I found out in 2009 at the Ironman 70.3 World Championships in Clearwater, Florida, that when I lost 2.5kg (and had 7.7 percent bodyfat) my cycling power plunged. I had my worst performance compared to the championships on 2008, where I earned my PB. I am cautious about losing too much weight, for I will need both muscular strength and power (and therefore, muscular mass) to ride better in the cruel Kona headwinds and side-winds.


Let your body decide. If you feel fatigued, and your recovery is slow – enhance your nutrient (and caloric) intake. Fuel your body before, during and after the race.

Nutrition-wise, I used the following nutritional assistance:

a)    Deep-sea fish oils (Omega-3 fatty acids): 2-3 capsules (1,500mg each) daily. Load up on this as it is an alternative to glucosamine, and it helps lubricate our joints and strengthen our cells.
b)    Virgin coconut oil: The secret weapon of CrossFit/WOD athletes. I take 2-4 teaspoons daily. One of the man effects of coconut oil is that it stokes your metabolism, and is a valuable source of essential fats (even though it is saturated – thus, it is very stable even when cooked). I drizzle it over my salad or chase it with a whey-protein drink or mix it in my coffee (Super-Coffee). Thanks Karolina for this valuable serving tip!
c)    Organic, tart cherry juice (half-mug) for significant reduction of muscle soreness.
d)    Pomegranate (organic) juice: For added antioxidants (one of the highest fruit sources) to neutralize the aging effects of endurance sports.
e)    Whey protein. Next best source next to a steak (beef). I use Muscle Milk (from Cyberhealth Pte Ltd), once or twice a day. I either supplement my breakfast, or use it before sleep to stimulate Growth Hormone (GH) release.
f)      My overall fat intake has increased. I take more butter and olive oil, but avoid margarine and related products.
g)    I spend more time in the sun to enhance my vitamin D production, and ward off depression. Cholesterol is a precursor to vitamin D, so my higher cholesterol intake is justified.

Let us be serious about nutrition. Endurance sports is damaging to our body on many levels. It ages us. It depletes key nutrients, which is hard to track until symptoms reveal themselves. Consider it this way, when you feel sore after each run session your body is undergoing major changes and it requires repair and replenishment.

3)    Very Strong Core

I supplement my triathlon training with short, strength sessions. I apply the principles of CrossFit training focused on a circuit of 5-6 exercises done with my bodyweight and external weights (Kettle-bell). I ensure that I work the major muscle groups (especially the opposing muscles). Muscles work in pairs: agonists versus antagonists – push and pull.

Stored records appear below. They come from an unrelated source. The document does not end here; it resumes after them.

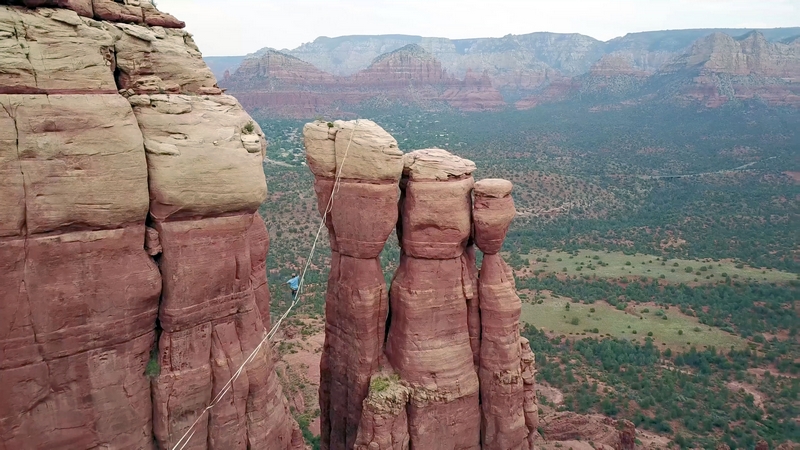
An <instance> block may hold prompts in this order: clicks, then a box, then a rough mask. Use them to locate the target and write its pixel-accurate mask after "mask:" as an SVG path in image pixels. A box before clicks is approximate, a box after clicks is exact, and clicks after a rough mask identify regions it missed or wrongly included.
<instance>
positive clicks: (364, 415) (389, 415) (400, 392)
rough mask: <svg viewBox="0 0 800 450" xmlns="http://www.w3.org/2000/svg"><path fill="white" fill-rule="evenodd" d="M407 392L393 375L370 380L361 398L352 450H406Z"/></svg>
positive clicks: (388, 375)
mask: <svg viewBox="0 0 800 450" xmlns="http://www.w3.org/2000/svg"><path fill="white" fill-rule="evenodd" d="M410 393H411V391H410V389H409V388H408V387H407V386H405V385H404V384H402V383H401V382H400V381H399V377H398V376H397V375H396V374H394V373H379V374H375V375H374V376H373V377H372V381H371V383H370V390H369V395H368V396H367V398H365V399H364V407H363V413H362V416H361V423H360V424H359V427H358V436H357V438H356V444H355V450H408V449H409V445H410V442H409V436H408V414H406V404H407V403H408V399H409V395H410Z"/></svg>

My core workout may look like this:

Balance-Disc (10 minutes)
Push-Up (15-20 reps) followed with one-arm, kettle-bell Rowing (12-15)
Shoulder-Press (kettle-bell) followed by Upright Rows (12-15 reps each)
Parallel Squats (15-20 reps)
Plank (60 seconds)

I don’t normally stretch, however I do ensure a proper warm-up.

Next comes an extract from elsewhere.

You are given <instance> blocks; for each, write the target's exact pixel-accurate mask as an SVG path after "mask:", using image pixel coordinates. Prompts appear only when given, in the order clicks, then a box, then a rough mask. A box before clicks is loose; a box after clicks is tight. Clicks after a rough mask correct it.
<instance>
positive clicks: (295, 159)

I use the Balance-Disc to build my proprioceptive balance. I believed that balancing activates deeper, underlying muscles required for running. Balancing on the disc challenges your lateral muscles (sides), your lesser used muscles of your legs (adductors and abductors) which are needed for dodging runners in the early stages of the race. To challenge your core further, you can add light weights, or close your eyes.


If you must stretch, do it after an aerobic/anaerobic session. Muscles are more pliable after your core body temperature has risen.

Although brief and simplified, I hope that this piece has been useful. Write me if you have questions. May you achieve your running PB soon!